Having come to that realization, Williams left the archeology to Eer-Messach and others. Using the primitive Tran navigation instruments and the inadequate but useful ones included in each survival-suit’s kit, he devoted himself to a night-time examination of the stars. Not the most intricately formed metal cup or detailed inscription cut into stone could dissuade him from his sudden fanatic interest in astronomy. Vacuum-clear skies, Tran navigation charts and old tales seemed to reinforce his determination to keep at his lonely cold night studies. Ethan could imagine what the teacher was trying to prove.

He was only partly right.

The teacher was deep in conversation with Ta-hoding when Ethan finally sought confirmation of his suspicions. “I don’t mean to interrupt, Milliken, but I’d like to know for sure—why this sudden interest in local astronomy? I’d think you’d be grubbing away in the cities instead of freezing out on deck at night. “You’re trying to find proof that the climate here was once much warmer, aren’t you?”
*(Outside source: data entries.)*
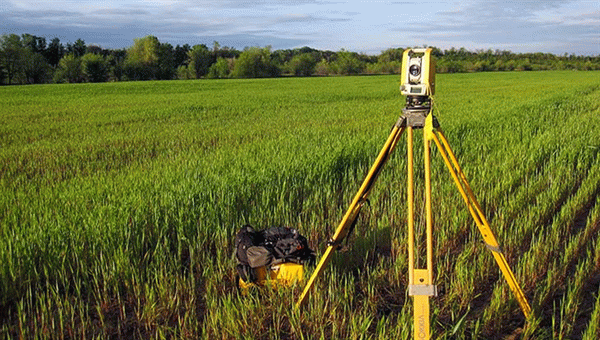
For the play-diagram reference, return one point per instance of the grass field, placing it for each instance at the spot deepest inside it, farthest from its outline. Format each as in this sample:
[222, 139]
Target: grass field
[119, 203]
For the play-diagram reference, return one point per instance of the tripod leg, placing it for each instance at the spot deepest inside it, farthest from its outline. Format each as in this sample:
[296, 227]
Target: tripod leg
[352, 212]
[476, 212]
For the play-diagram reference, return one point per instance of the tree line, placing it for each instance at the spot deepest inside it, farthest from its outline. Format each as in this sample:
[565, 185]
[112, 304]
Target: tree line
[29, 59]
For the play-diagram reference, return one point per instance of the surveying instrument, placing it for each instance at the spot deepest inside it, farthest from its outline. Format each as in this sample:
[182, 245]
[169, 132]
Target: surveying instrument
[418, 85]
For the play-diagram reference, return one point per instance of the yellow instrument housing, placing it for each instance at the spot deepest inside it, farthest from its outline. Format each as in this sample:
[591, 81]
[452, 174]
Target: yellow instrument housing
[425, 84]
[280, 275]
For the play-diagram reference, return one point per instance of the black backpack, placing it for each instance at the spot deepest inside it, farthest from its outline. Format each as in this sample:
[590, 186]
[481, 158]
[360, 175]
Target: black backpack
[269, 247]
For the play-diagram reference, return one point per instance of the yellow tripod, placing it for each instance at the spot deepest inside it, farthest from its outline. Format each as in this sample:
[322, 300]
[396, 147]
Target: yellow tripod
[420, 279]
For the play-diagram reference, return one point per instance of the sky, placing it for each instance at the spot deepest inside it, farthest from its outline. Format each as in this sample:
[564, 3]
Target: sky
[369, 27]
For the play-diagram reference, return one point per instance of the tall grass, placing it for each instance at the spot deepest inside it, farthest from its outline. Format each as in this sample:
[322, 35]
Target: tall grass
[119, 203]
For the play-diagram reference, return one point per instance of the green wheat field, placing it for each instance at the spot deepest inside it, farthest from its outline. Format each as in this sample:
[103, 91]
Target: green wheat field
[119, 203]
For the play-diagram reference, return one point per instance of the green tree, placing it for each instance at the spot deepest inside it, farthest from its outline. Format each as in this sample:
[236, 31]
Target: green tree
[35, 67]
[199, 60]
[220, 69]
[11, 56]
[78, 48]
[166, 62]
[348, 63]
[69, 70]
[302, 65]
[33, 43]
[54, 52]
[142, 58]
[255, 62]
[94, 67]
“Not just here, on this plateau.” Williams was only stating what to him was obvious and not being in the least insulting. A less sarcastic human being Ethan had never met. “Everywhere on Tran-ky-ky. The physical evidence inherent in the buried metropolis coupled with what little I’ve been able to calculate tells me that this was so. More importantly, it indicates to me who built these successive cities.”

“Don’t keep me in suspense, Milliken. Who was it? The Tran, the Saia, or some now extinct people? I’ll bet it was the latter, and when the climate turned cold everywhere, the builders died. The Saia were contemporary with them and keep their memory alive in legends.”

“Plausible, but I think, incorrect.” He adjusted the calculator built into his sleeve. “These cities were raised by both the Tran and the Saia.”